A prohibition on anti-competitive monopoly agreements and a prohibition against the abuse of market dominance are two of AML’s main prongs; the third being a review of concentration. However, under the AML, the provisions of these two categories lack detail as they are only covered through the broad principles of China’s competition law. Hence, the new draft regulations are welcomed as a mode to increase the detail of and to further develop China’s competition law. Furthermore, substantial private litigation has emerged challenging the abuse of dominance and monopoly agreements. Therefore, SAIC’s promulgation of the two drafts is a welcomed response to this rising trend.
Upon a review of the drafts, substantial detail is revealed. Instructions as well as amendments have been provided making the AML a more practical and effective tool. What is more, new content has also been included in the regulations.
Citing an example to illustrate these amendments is the Regulation on Abuse of Dominant Market Position. What is considered a dominant market position is restated as in the AML. However, two amendments are made regarding the definition. First is clarification of what other transaction conditions are. Other transaction conditions in this provision include factors which can exert substantial influence on a market transaction outside the realm of price and quantity. Such examples include quality of goods, payment terms, transfer measures and warranty services. The second amendment stipulates what can be labeled as having the capability to block or exert influence on other competitors’ entry to the relevant market. It includes expulsion or delay of entry, or dramatically increasing the cost of entry which makes competition uneconomical.
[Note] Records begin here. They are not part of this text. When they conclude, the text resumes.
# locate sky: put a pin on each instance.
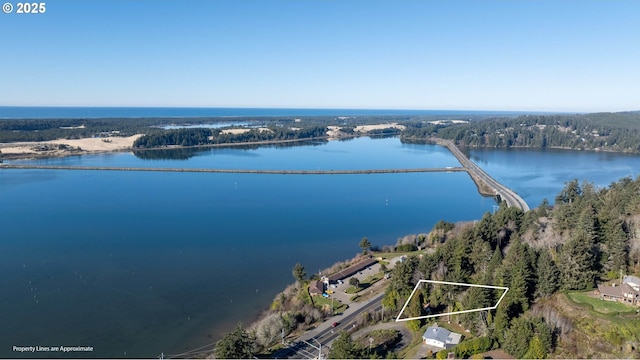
(581, 56)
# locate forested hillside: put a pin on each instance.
(600, 131)
(590, 236)
(201, 136)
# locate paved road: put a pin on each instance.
(324, 334)
(308, 345)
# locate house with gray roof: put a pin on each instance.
(627, 292)
(632, 281)
(440, 337)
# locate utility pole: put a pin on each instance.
(332, 305)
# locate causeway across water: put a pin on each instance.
(486, 184)
(236, 171)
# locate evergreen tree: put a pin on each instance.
(578, 262)
(617, 247)
(548, 274)
(298, 272)
(235, 345)
(518, 337)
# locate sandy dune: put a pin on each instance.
(50, 148)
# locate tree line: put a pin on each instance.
(205, 136)
(591, 242)
(618, 132)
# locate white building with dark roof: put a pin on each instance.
(440, 337)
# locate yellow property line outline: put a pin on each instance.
(506, 289)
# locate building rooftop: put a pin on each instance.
(441, 334)
(351, 270)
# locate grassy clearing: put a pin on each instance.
(601, 306)
(321, 302)
(370, 280)
(597, 334)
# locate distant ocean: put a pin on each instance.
(21, 112)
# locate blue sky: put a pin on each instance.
(404, 54)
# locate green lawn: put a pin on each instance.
(601, 306)
(338, 307)
(370, 280)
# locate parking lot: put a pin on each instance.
(339, 289)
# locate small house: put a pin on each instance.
(440, 337)
(632, 281)
(316, 288)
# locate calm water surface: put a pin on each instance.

Additional amendments included in the regulation also warrant our attention. For example, within the Regulation on Abuse of Dominant Market Position, the relevant market is stated as the basis in analyzing and presuming a position of dominance. In addition, the behaviors associated with abuse of dominance are rephrased by the above regulation: they are not in one provision as in the AML, rather they are separate terms allowing for a fuller explanation. Article 8 of the regulation may be seen as the core concept: it is the general principle on deciding what constitutes abuse of dominance. It stipulates that those who possess dominance shall not decrease, block or stop a current transaction with another party without justified reason, or decline to enter into new transactions. Under the same transaction terms, decrease, block or stop the transaction can be interpreted as without justified reasons. That is to say, if under the same transaction conditions, the dominant party declines to further a transaction with the other party, without justifiable cause, the behavior will likely constitute an abuse of dominance. Finally, within the Regulation on Monopoly agreements, Collaborative Bidding is added as a form of monopoly agreement.
Overall these draft regulations should be welcomed by the AML. They provide further detail which has been anxiously anticipated. These details will help increase the certainty of the ALM and it is hoped further regulations and guidelines will be promulgated in the future.